On average, people return to the daily grind of work or school on the Monday after DST sleeping 40 minutes fewer than usual. A 2007 German study found that on days off, most people tend to sleep on standard time and their waking hour followed the seasonal progression of dawn. The transition of daylight saving time can disturb sleeping patterns and make them more restless at night because the body is not in tune with its personal circadian rhythm.


Due to the sleep deprivation that most people the first days after moving the clocks ahead an hour, researchers have found that the number of traffic accidents in the U.S. increases dramatically on the Monday after Daylight Saving Time. Different studies have shown the increase to be anywhere from 8 to 11%. DST does have a positive driving benefit – a study found that because people drive more safely during daylight hours, approximately 195 deaths of motor vehicle occupants and 171 pedestrian fatalities could be avoided.

A 2008 study from the Karolinska Institute used a Swedish database to determine that the number of serious myocardial infarctions (heart attacks) increases 6 to 10% in the first three workdays after the start of Daylight Saving Time. The study found that the most plausible explanation was sleep disturbances. (The study also found that the heart attacks are more likely on Mondays for the same reason).

A study from the journal Sleep and Biological Rhythms found that men are more likely to commit suicide during the first few weeks after the beginning of daylight saving time than they are during the rest of the year.

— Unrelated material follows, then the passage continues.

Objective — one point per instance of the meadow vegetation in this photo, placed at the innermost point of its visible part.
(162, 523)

The early days of DST, waking up while the sun is still down, may also have a negative impact on another mental health concern – seasonal affective disorder, sometimes called “winter depression”. Some research has shown that dark mornings are more of a trigger for SAD than short days.

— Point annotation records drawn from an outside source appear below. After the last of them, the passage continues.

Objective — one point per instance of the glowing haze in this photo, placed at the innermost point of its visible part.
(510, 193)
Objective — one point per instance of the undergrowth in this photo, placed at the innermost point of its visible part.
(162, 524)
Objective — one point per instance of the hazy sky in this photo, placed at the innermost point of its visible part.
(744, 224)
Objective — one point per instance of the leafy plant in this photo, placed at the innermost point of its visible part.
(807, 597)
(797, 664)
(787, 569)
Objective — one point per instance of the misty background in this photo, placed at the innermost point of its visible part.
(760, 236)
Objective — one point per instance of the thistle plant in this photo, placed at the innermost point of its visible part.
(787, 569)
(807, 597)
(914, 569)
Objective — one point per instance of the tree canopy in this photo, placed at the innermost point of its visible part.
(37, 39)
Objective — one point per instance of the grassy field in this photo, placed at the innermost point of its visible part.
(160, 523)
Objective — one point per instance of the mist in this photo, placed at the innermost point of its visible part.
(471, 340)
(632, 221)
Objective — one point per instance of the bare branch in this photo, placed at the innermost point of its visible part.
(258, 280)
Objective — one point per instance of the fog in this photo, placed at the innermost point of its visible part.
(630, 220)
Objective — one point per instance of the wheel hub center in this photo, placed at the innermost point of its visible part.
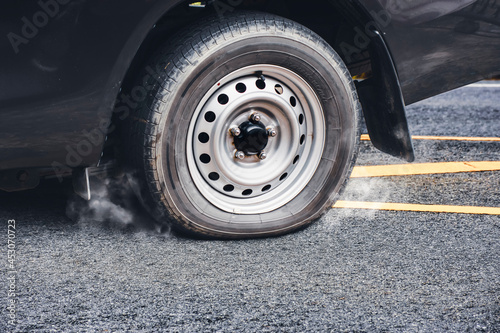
(252, 139)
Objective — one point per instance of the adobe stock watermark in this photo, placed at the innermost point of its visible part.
(30, 27)
(124, 105)
(362, 37)
(12, 301)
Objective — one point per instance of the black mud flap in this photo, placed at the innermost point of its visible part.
(383, 104)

Be ready for the time change this year to prevent accidents and health concerns. Beginning today, go to bed and wake up 10 or 15 minutes earlier to prepare for the change. Avoid sleep disturbance activities, such as drinking alcohol or caffeine. This weekend, use those 10-15 minutes to enjoy some early morning sunlight to help resent the body’s internal clock. A brisk walk in the early morning is particularly beneficial to stimulate serotonin release in the brain that will help the body adjust to the changes. Also, avoid taking a nap Sunday afternoon which can further throw the body clock off balance.